Market Reactions Have Made These Three Stocks Cheap

I’m sure somewhere along the lines you’ve heard the phrase “Be fearful when others are greedy and greedy when others are fearful.” A famous quote by Warren Buffett, it is a single sentence summation of how to make money in the stock market.

Typically where beginning investors go wrong is they tend to focus on the stocks that are going up, not down.

Sure, over the long run you need to be picking stocks that are going to increase in price and pay healthy dividends.

But the error is often made on a short-term level, and beginner investors are often buying into hot stocks assuming they will continue to rise, and ignoring struggling stocks that will inevitably rebound.

What sounds better, that you just bought into a stock that has gone up over 100% in the last year, or just bought a stock that has lost 50% of its value over the same time period?

Before you ever start making money investing, you have to start thinking that the latter part of that sentence is the more optimal situation. As such, I’m going to present you with three stocks I feel have faced significant and unwarranted market turmoil over the last while, and have the potential to give investors a hefty payday once they rebound.

Three stocks that have faced market overreactions and are poised to rebound.

Canada Goose (GOOS.TO)

**Daniel is long GOOS.TO

In my opinion Canada Goose (TSX:GOOS) is one of the strongest growth stocks in the country right now. If you don’t know much about Canada Goose, here’s a quick overview.

Canada Goose designs, manufacturers, and distributes high end outerwear for adults and children. The company has recently added Baffin, a footwear company, to its portfolio.

In Canada, Canada Goose is a fairly well known company. The brand is respected at the highest level, and it seems that Canadians who can afford it have no issues dishing out over $1000 for a parka.

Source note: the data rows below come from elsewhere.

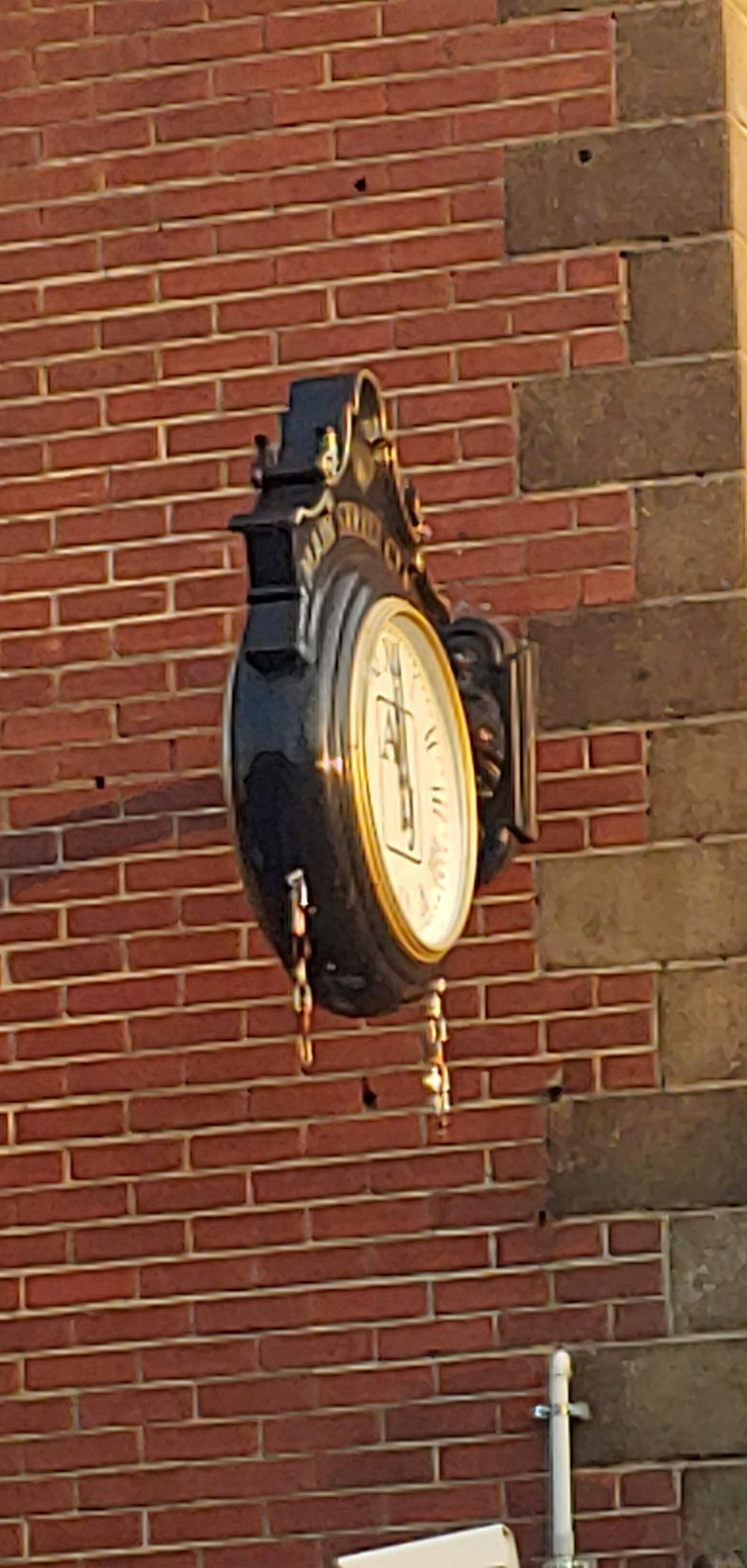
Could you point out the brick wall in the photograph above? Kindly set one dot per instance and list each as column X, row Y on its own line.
column 252, row 1318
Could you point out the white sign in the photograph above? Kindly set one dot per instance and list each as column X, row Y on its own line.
column 490, row 1546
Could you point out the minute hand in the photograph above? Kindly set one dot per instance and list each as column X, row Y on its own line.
column 407, row 797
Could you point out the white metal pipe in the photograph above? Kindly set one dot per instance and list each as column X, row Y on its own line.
column 561, row 1493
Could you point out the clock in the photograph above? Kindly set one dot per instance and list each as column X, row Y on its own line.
column 379, row 752
column 412, row 778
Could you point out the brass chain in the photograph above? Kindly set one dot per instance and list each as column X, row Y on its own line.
column 303, row 998
column 437, row 1079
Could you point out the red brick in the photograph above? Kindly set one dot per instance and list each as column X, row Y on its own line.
column 620, row 827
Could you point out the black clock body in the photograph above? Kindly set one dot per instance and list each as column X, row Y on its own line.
column 333, row 532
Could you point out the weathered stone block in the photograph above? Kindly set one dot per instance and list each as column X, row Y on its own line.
column 648, row 1151
column 689, row 536
column 637, row 182
column 698, row 777
column 642, row 662
column 710, row 1272
column 669, row 61
column 663, row 904
column 681, row 298
column 704, row 1024
column 512, row 8
column 631, row 422
column 714, row 1509
column 663, row 1402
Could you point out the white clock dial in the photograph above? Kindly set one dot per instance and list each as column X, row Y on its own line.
column 413, row 778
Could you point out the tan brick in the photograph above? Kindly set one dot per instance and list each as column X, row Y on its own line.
column 644, row 182
column 704, row 1031
column 648, row 1151
column 681, row 300
column 628, row 422
column 708, row 1261
column 641, row 662
column 658, row 1402
column 669, row 61
column 689, row 536
column 697, row 780
column 681, row 902
column 714, row 1510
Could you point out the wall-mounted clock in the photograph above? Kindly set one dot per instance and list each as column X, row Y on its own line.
column 372, row 743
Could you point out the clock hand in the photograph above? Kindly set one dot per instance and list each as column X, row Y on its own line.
column 407, row 796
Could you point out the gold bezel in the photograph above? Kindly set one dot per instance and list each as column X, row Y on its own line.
column 377, row 616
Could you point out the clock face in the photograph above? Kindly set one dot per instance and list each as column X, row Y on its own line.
column 413, row 778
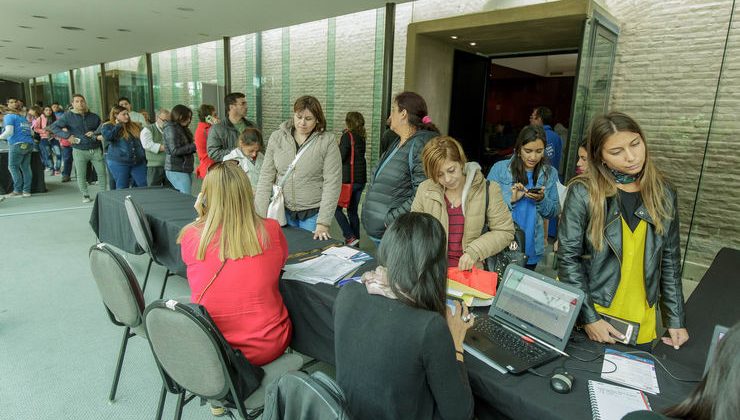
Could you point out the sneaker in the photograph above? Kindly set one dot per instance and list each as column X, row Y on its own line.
column 218, row 411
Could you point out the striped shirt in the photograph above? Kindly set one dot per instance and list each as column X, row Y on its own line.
column 456, row 227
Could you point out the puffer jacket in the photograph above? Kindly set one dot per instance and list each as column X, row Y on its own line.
column 316, row 180
column 430, row 199
column 597, row 273
column 393, row 187
column 122, row 150
column 179, row 146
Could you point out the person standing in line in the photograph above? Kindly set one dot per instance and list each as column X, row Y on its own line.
column 80, row 126
column 619, row 237
column 311, row 191
column 206, row 118
column 133, row 115
column 352, row 143
column 152, row 139
column 17, row 131
column 179, row 146
column 126, row 158
column 399, row 171
column 222, row 137
column 529, row 187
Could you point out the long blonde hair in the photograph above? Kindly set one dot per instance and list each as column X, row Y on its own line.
column 227, row 203
column 600, row 182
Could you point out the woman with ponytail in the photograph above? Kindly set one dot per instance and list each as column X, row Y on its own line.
column 619, row 237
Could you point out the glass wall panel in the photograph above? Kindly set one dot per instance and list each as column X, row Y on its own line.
column 87, row 83
column 127, row 78
column 243, row 74
column 60, row 85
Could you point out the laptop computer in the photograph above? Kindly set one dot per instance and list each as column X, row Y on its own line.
column 717, row 335
column 529, row 322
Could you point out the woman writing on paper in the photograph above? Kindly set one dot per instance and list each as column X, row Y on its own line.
column 398, row 348
column 311, row 189
column 233, row 260
column 619, row 236
column 455, row 194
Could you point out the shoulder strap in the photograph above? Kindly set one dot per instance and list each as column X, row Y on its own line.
column 293, row 163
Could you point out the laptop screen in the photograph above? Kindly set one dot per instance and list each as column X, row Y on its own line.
column 532, row 300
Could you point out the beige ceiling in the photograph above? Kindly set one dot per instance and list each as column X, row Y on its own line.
column 32, row 42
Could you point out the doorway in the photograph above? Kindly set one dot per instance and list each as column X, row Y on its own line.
column 486, row 68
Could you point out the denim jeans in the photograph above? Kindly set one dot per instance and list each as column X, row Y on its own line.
column 350, row 224
column 56, row 151
column 125, row 174
column 180, row 181
column 67, row 160
column 19, row 166
column 306, row 224
column 81, row 158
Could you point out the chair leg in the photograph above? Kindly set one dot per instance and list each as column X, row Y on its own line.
column 180, row 404
column 160, row 406
column 164, row 283
column 121, row 355
column 146, row 277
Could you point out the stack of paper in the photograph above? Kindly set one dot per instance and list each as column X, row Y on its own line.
column 323, row 269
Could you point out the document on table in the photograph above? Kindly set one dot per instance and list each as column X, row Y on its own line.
column 633, row 371
column 322, row 269
column 612, row 402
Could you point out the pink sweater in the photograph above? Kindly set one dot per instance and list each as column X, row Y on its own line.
column 244, row 300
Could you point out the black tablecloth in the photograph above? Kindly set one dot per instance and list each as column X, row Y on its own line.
column 310, row 308
column 38, row 183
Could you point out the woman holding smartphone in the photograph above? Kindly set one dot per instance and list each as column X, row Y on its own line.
column 619, row 237
column 529, row 187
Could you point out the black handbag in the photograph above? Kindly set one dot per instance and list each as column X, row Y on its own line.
column 513, row 254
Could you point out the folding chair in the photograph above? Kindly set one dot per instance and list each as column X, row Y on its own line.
column 143, row 234
column 196, row 360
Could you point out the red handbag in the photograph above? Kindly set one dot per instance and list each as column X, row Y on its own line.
column 346, row 193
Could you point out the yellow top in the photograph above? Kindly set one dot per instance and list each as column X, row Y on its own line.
column 630, row 300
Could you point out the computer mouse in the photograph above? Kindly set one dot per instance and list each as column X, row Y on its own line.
column 561, row 382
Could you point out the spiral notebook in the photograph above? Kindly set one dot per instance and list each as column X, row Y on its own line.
column 612, row 402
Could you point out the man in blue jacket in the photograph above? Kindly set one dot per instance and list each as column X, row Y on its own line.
column 81, row 125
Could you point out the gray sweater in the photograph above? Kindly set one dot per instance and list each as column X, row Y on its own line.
column 315, row 181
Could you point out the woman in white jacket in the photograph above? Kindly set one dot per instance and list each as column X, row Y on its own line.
column 311, row 190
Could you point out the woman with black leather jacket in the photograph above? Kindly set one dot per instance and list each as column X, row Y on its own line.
column 619, row 237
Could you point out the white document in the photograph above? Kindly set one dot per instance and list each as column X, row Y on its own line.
column 345, row 252
column 631, row 370
column 612, row 402
column 322, row 269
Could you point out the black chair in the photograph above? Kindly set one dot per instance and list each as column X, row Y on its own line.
column 299, row 396
column 143, row 234
column 122, row 298
column 195, row 359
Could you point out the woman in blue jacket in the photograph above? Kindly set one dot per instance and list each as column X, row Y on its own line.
column 529, row 187
column 126, row 158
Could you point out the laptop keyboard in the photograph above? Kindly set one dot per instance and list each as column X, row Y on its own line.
column 512, row 342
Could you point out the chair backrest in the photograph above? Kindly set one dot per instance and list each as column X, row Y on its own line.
column 297, row 395
column 187, row 349
column 118, row 287
column 140, row 226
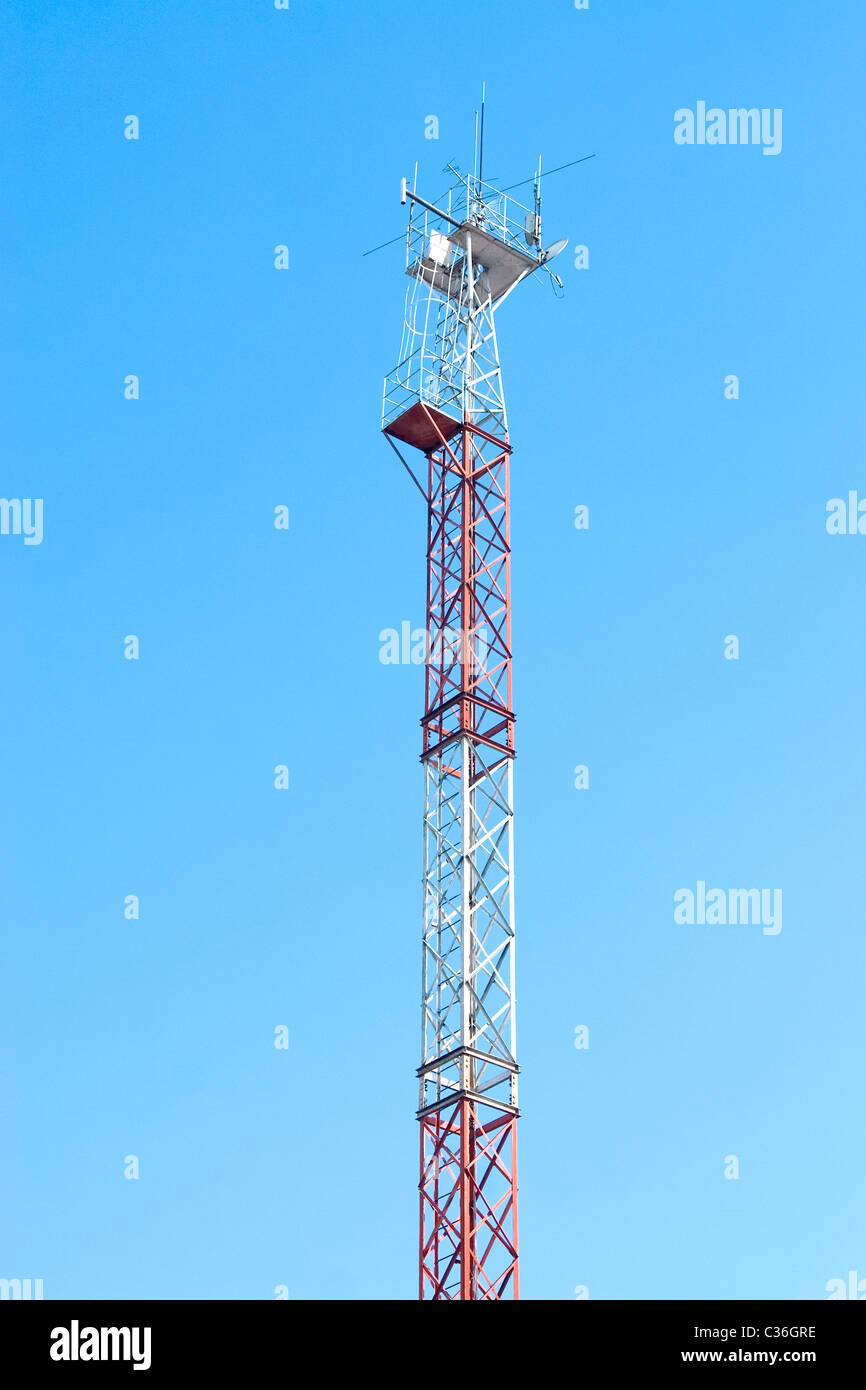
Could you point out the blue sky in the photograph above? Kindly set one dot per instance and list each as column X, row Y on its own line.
column 260, row 647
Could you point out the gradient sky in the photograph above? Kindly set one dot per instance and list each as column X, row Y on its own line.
column 259, row 647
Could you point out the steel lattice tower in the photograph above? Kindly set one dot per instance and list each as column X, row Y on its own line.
column 445, row 399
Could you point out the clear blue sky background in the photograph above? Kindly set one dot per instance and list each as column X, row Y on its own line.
column 154, row 777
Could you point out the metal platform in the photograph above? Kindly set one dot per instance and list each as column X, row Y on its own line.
column 423, row 427
column 502, row 264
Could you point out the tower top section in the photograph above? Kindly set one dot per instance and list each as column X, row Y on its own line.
column 464, row 255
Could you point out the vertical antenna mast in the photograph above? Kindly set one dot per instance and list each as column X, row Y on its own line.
column 445, row 401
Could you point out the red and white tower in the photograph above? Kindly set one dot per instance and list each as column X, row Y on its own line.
column 445, row 399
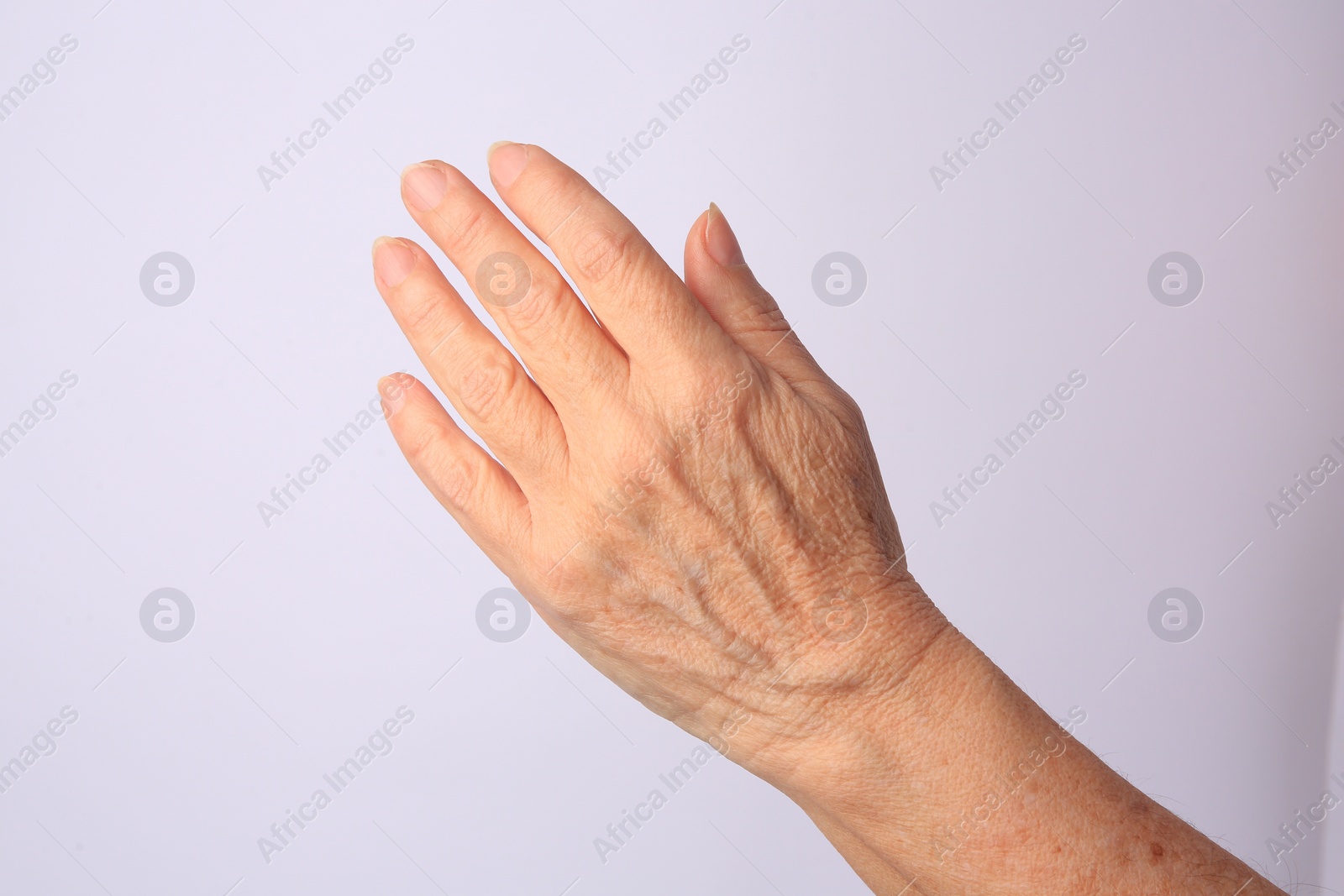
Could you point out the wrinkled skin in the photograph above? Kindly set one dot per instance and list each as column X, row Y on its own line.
column 696, row 506
column 680, row 492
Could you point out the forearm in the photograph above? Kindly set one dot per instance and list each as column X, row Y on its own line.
column 956, row 782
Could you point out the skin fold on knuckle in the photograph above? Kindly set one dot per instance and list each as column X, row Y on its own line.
column 601, row 253
column 423, row 312
column 486, row 389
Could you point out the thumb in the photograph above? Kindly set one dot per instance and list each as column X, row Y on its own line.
column 717, row 275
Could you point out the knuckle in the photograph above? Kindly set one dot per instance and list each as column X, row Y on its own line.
column 601, row 253
column 486, row 385
column 761, row 318
column 537, row 309
column 454, row 479
column 425, row 315
column 470, row 224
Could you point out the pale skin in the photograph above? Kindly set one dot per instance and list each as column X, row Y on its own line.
column 696, row 506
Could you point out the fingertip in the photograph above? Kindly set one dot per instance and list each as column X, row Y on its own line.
column 719, row 241
column 393, row 391
column 394, row 261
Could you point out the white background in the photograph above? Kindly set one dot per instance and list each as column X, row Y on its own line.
column 312, row 631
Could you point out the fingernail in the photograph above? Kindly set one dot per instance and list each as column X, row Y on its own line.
column 391, row 391
column 393, row 261
column 721, row 241
column 506, row 161
column 423, row 186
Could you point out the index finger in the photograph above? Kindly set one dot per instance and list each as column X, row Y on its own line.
column 638, row 300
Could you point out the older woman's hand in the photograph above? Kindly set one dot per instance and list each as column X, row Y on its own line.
column 696, row 506
column 676, row 486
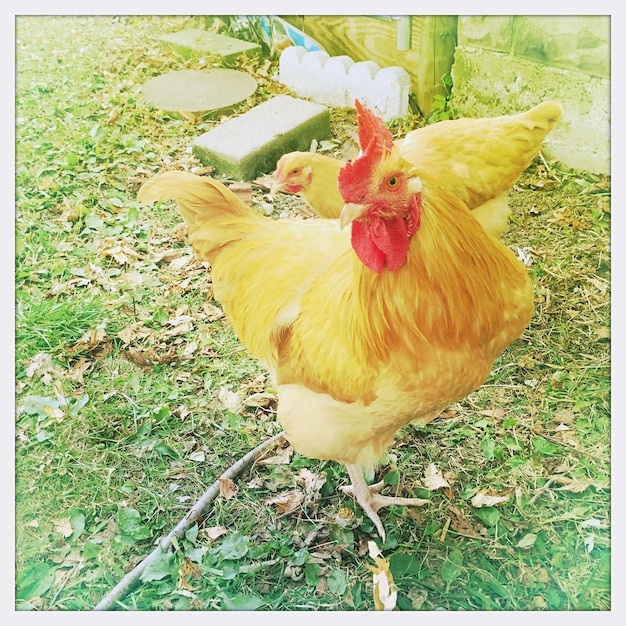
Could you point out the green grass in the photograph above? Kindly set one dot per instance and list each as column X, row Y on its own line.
column 122, row 374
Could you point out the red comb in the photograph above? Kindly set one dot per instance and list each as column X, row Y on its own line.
column 370, row 127
column 375, row 139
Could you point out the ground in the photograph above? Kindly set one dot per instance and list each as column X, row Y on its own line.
column 133, row 394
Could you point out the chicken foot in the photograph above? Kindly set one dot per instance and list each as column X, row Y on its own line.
column 370, row 500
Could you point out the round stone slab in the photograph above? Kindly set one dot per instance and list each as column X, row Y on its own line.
column 196, row 91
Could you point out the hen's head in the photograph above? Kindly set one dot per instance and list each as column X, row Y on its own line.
column 382, row 196
column 293, row 173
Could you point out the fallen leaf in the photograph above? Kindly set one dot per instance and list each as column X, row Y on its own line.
column 282, row 458
column 213, row 532
column 344, row 517
column 63, row 526
column 41, row 366
column 527, row 541
column 460, row 524
column 212, row 312
column 491, row 498
column 228, row 489
column 496, row 412
column 190, row 348
column 178, row 263
column 385, row 591
column 120, row 253
column 91, row 340
column 231, row 400
column 113, row 116
column 243, row 191
column 79, row 370
column 311, row 482
column 199, row 456
column 261, row 400
column 603, row 333
column 188, row 569
column 434, row 481
column 287, row 502
column 577, row 484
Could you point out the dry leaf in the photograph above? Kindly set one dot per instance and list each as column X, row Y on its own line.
column 198, row 456
column 527, row 541
column 311, row 482
column 344, row 517
column 228, row 489
column 79, row 370
column 190, row 348
column 231, row 400
column 491, row 498
column 188, row 569
column 385, row 591
column 212, row 312
column 575, row 485
column 261, row 400
column 287, row 502
column 63, row 526
column 460, row 525
column 214, row 532
column 120, row 253
column 91, row 340
column 177, row 264
column 243, row 191
column 40, row 367
column 434, row 481
column 282, row 458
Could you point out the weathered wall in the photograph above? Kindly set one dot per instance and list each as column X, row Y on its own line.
column 368, row 38
column 505, row 64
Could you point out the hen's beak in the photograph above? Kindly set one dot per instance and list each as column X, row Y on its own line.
column 351, row 212
column 276, row 187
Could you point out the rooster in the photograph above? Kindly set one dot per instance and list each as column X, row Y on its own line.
column 366, row 323
column 476, row 159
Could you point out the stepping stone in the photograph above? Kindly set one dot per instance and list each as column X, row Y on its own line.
column 198, row 42
column 249, row 145
column 199, row 91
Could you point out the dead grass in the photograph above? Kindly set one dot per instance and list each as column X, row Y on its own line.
column 135, row 405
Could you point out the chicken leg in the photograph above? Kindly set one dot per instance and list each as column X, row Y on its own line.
column 370, row 500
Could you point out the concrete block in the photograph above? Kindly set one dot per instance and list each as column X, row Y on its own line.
column 487, row 31
column 484, row 86
column 247, row 146
column 361, row 83
column 566, row 41
column 338, row 81
column 198, row 42
column 334, row 90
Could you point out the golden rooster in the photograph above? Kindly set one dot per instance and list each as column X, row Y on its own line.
column 364, row 329
column 476, row 159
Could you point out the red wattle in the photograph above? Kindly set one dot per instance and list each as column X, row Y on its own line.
column 379, row 243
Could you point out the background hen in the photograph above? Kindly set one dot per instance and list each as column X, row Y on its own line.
column 476, row 159
column 364, row 329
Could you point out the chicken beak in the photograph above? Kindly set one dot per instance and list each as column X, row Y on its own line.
column 351, row 212
column 276, row 187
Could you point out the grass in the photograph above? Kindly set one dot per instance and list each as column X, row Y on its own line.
column 126, row 374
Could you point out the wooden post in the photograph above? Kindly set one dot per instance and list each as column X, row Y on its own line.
column 370, row 38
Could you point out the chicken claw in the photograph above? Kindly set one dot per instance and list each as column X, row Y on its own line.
column 370, row 500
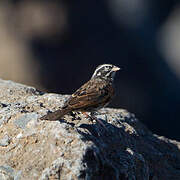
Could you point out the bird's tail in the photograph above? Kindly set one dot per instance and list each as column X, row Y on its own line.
column 56, row 115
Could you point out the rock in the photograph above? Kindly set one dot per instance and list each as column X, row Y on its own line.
column 5, row 140
column 74, row 147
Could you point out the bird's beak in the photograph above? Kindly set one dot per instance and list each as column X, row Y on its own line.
column 115, row 68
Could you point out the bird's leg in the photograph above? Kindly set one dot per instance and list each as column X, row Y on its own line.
column 86, row 114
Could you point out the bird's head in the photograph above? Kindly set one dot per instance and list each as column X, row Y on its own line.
column 105, row 71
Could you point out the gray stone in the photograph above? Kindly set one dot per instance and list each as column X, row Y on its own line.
column 22, row 121
column 75, row 147
column 5, row 140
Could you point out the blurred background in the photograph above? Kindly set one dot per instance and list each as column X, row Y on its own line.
column 55, row 46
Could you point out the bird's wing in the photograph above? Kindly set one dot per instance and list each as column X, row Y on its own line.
column 91, row 94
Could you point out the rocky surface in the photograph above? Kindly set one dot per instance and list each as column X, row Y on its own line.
column 74, row 147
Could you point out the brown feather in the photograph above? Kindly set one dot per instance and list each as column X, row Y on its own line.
column 56, row 115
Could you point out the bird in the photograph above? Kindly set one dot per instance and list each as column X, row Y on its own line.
column 90, row 97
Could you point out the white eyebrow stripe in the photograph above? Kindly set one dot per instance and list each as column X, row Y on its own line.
column 100, row 68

The company has not missed analyst earnings or sales projections in a single quarter since its 2017 IPO, and exponential growth has rewarded shareholders immensely. The company not only beats expectations, it often blows them out of the water typically in the form of double digit beats on both top and bottom lines.

However, the company and its stock took an absolute nosedive in late May. Canada Goose beat on both top and bottom lines yet again, but the issue was simply the company’s guidances. As analysts expected 30% growth, Canada Goose tempered expectations and said 20% growth was more realistic.

As such, the price of the stock fell. The key to this however, and the likelihood of profit to come from an investment in GOOS, is how much it fell. GOOS lost over 35% of its value post Q4 earnings. In my opinion, a significant overreaction.

So what are we presented with now? A stock that by all intents and purposes is dirt cheap. Trading at just over 22 times forward earnings, this price dip as a stock owner didn’t disappoint me. In fact, I was elated. I simply bought more, and have already earned over 10% on the initial recovery of the stock.

China- U.S. trade wars will inevitably settle, and I am really excited at the growth prospects this company has internationally. If you’re looking for a high potential growth stock in Canada, you should look no further.

Encana (ECA.TO)

Another stock that is taking a beating, Encana (TSX:ECA) is down over 30% in the last 30 days.

A high-profile natural gas producer in Canada, poor natural gas prices have caused the stock to take a beating. Over the past year the company has seen a 60% decline in its share price.

You’d think a company in such turmoil would be clawing back expenditures and waiting for the commodity to increase. However, Encana just recently announced its plan to buy back over $200 million in shares next month.

The company is trading at a price to earnings of 13.01, below both the industry and sector averages. With a price to book under one and a 2 year PEG of only 0.27, it is fairly obvious this stock is trading at a very deep discount.

The company has been unsteady in terms of revenue, missing the mark 3 out of the last 4 quarters, but they have impressed when it comes to earnings. Encana has exceeded earnings expectations in all of the last 5 quarters.

With a one year target estimate of nearly $14, Encana has more than 100% upside according to analysts. Natural gas prices have caused extensive fears, so now is the exact time investors need to get greedy. With an 14 day RSI of 32, Encana is bordering on oversold territory.

Whitecap Resources (WCP.TO)

Before I speak about Whitecap (TSX:WCP), it is important that you understand the volatility that lies within the oil and gas industry right now, especially with smaller companies.

The oil and gas sector has faced an absolute beating over the last few years, and it has left most companies with ridiculously cheap valuations. One of the companies I believe could prosper the most from a resurgence in oil is Whitecap.

Whitecap is now trading at a forward price to earnings of only 8.77 and an astonishingly low price to book of only 0.54. With a 2 year PEG of only 0.19, there is almost no growth priced into this small sized oil and gas company.

The company pays an alarmingly high dividend yield of 7.20%, one that would probably make income investors run for the hills in fear of dividend cuts. I had my fears as well, but the company recently raised its dividend by over 5.5%.

Analysts have a 1 year price target for the company at $8.56, which again signals over 100% upside from its current price of $4.125. There will come a time when Canadian oil companies are once again attractive to investors.

If you’re willing to invest and ride out the inevitable roller coaster, I think Whitecap provides the highest potential out there.